HASS keeps crashing, please help!

Hello everybody and thanks for helping me.
My home is heavily invested in HA and lately my instance started crashing/rebooting very randomly.

I don’t know whether is an HW problem where the ethernet flaps and breaks connection (it’s PoE powered by a Meraki Switch) or the DB has somehow corrupted.

I cannot pinpoint where the issue is and it is driving me crazy!!
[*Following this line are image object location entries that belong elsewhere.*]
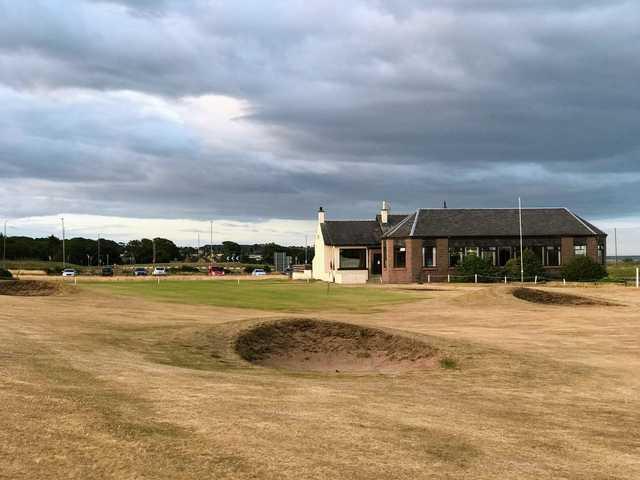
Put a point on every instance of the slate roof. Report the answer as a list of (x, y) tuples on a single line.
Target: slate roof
[(491, 222)]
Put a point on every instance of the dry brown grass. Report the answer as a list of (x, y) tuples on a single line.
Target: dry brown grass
[(103, 387)]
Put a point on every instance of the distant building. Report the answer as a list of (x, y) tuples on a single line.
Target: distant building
[(409, 247)]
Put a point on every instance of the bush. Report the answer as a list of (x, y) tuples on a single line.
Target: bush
[(473, 265), (582, 269), (532, 265)]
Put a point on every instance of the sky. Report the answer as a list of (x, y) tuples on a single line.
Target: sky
[(151, 117)]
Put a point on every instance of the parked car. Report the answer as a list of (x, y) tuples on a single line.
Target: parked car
[(216, 271), (107, 271), (159, 271)]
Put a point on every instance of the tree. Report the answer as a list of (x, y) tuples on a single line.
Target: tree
[(166, 250), (532, 265), (581, 269), (473, 265)]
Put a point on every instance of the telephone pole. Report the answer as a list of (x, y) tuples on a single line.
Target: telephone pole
[(4, 245), (521, 242), (211, 240), (64, 262)]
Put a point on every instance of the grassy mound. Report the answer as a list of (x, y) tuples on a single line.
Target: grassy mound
[(554, 298), (29, 288), (313, 345)]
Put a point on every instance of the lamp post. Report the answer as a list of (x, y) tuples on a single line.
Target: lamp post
[(4, 245), (64, 264), (521, 242)]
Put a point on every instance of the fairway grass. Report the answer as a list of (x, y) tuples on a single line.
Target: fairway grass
[(276, 295)]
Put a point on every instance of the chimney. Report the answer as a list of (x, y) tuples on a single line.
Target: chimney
[(384, 213)]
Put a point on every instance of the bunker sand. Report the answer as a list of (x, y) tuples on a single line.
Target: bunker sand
[(106, 387)]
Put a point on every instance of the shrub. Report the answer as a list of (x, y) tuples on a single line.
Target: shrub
[(474, 265), (531, 262), (581, 269)]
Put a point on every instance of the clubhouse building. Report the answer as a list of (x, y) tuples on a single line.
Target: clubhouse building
[(429, 243)]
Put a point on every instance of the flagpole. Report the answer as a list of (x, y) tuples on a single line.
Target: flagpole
[(521, 252)]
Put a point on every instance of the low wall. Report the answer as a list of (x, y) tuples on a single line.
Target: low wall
[(352, 276)]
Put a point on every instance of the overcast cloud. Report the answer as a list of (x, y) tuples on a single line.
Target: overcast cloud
[(261, 111)]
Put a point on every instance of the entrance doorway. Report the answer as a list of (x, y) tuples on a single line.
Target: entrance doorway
[(376, 264)]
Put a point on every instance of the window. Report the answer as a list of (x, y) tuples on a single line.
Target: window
[(353, 259), (552, 256), (429, 256), (489, 253), (456, 255), (399, 254), (504, 255), (471, 251), (384, 254)]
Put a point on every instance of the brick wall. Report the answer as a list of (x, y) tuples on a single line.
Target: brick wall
[(566, 249), (592, 248)]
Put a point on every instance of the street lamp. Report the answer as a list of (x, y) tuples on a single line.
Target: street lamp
[(4, 245), (64, 264)]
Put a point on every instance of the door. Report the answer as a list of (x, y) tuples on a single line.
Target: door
[(376, 267)]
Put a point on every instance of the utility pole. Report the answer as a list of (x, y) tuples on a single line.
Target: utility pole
[(211, 240), (4, 245), (521, 242), (64, 262)]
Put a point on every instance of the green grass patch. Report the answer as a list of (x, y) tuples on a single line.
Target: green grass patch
[(278, 295)]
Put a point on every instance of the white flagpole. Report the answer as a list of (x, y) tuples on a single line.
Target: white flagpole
[(521, 253)]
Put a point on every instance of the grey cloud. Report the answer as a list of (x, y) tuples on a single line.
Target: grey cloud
[(397, 100)]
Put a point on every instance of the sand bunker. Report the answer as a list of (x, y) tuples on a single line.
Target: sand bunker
[(29, 288), (554, 298), (313, 345)]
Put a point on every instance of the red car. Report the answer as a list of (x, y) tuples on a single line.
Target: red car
[(215, 271)]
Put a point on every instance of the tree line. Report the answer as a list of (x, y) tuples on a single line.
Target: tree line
[(84, 251)]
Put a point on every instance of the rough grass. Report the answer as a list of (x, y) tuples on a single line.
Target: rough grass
[(29, 288), (277, 295), (554, 298), (99, 386), (309, 344)]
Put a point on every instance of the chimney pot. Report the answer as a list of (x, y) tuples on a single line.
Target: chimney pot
[(321, 215), (384, 213)]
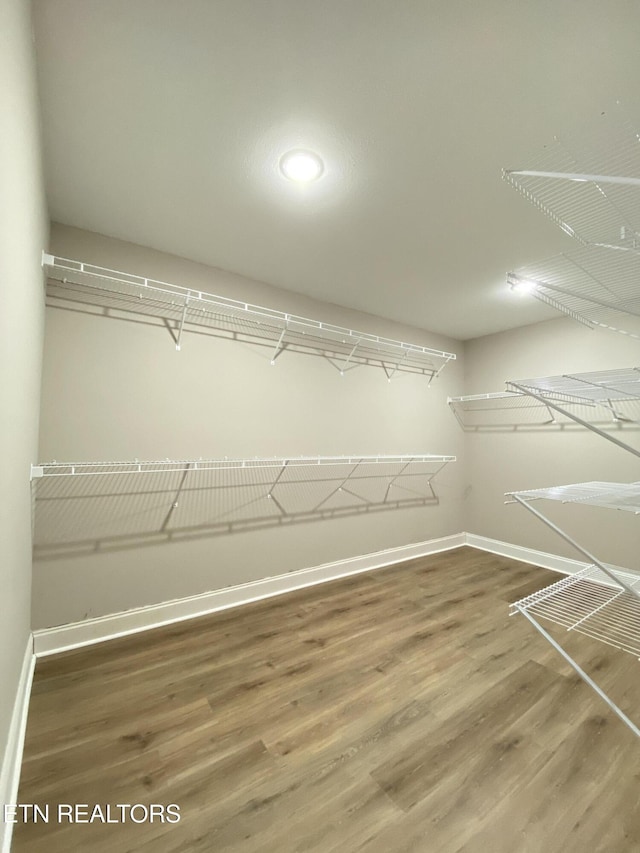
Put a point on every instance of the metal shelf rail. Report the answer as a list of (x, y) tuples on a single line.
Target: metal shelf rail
[(599, 601), (71, 280), (608, 390)]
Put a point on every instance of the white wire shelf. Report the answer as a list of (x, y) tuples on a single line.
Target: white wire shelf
[(499, 408), (75, 281), (589, 603), (598, 287), (83, 508), (589, 186), (594, 387), (621, 496), (80, 469)]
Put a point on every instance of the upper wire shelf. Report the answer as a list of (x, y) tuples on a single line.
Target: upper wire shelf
[(77, 281), (621, 496), (84, 508), (487, 410), (593, 387), (589, 186), (595, 286), (76, 469)]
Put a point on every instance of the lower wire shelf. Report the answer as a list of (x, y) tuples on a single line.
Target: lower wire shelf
[(599, 601), (588, 603)]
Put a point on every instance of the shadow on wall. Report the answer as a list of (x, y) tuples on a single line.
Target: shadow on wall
[(77, 515)]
HASS is running as HAOS on a RPI5 with 8G RAM and SanDisk ExtremePro SD-Card on MariaDB. It is PoE powered via Waveshare PoE HAT (F) x Rpi5.

Here’s my latest logs:

Homeassistant.log

2024-09-13 11:07:00.074 WARNING (SyncWorker_0) [homeassistant.loader] We found a custom integration hacs which has not been tested by Home Assistant. This component m>
2024-09-13 11:07:00.076 WARNING (SyncWorker_0) [homeassistant.loader] We found a custom integration icloud3 which has not been tested by Home Assistant. This componen>
2024-09-13 11:07:00.078 WARNING (SyncWorker_0) [homeassistant.loader] We found a custom integration miele which has not been tested by Home Assistant. This component >
2024-09-13 11:07:00.080 WARNING (SyncWorker_0) [homeassistant.loader] We found a custom integration meteoswiss which has not been tested by Home Assistant. This compo>
2024-09-13 11:07:02.348 WARNING (Recorder) [homeassistant.components.recorder.util] Ended unfinished session (id=33 from 2024-09-12 14:30:16.010305)
2024-09-13 11:07:17.460 ERROR (SyncWorker_0) [homeassistant.util.json] Could not parse JSON content: /config/.storage/icloud3/restore_state
Traceback (most recent call last):
  File "/usr/src/homeassistant/homeassistant/util/json.py", line 75, in load_json
    return orjson.loads(fdesc.read())  # type: ignore[no-any-return]
           ^^^^^^^^^^^^^^^^^^^^^^^^^^
orjson.JSONDecodeError: unexpected character: line 1 column 1 (char 0)
2024-09-13 11:07:17.461 ERROR (SyncWorker_0) [custom_components.icloud3.helpers.common] Error while loading /config/.storage/icloud3/restore_state: unexpected charact>
Traceback (most recent call last):
  File "/usr/src/homeassistant/homeassistant/util/json.py", line 75, in load_json
    return orjson.loads(fdesc.read())  # type: ignore[no-any-return]
           ^^^^^^^^^^^^^^^^^^^^^^^^^^
orjson.JSONDecodeError: unexpected character: line 1 column 1 (char 0)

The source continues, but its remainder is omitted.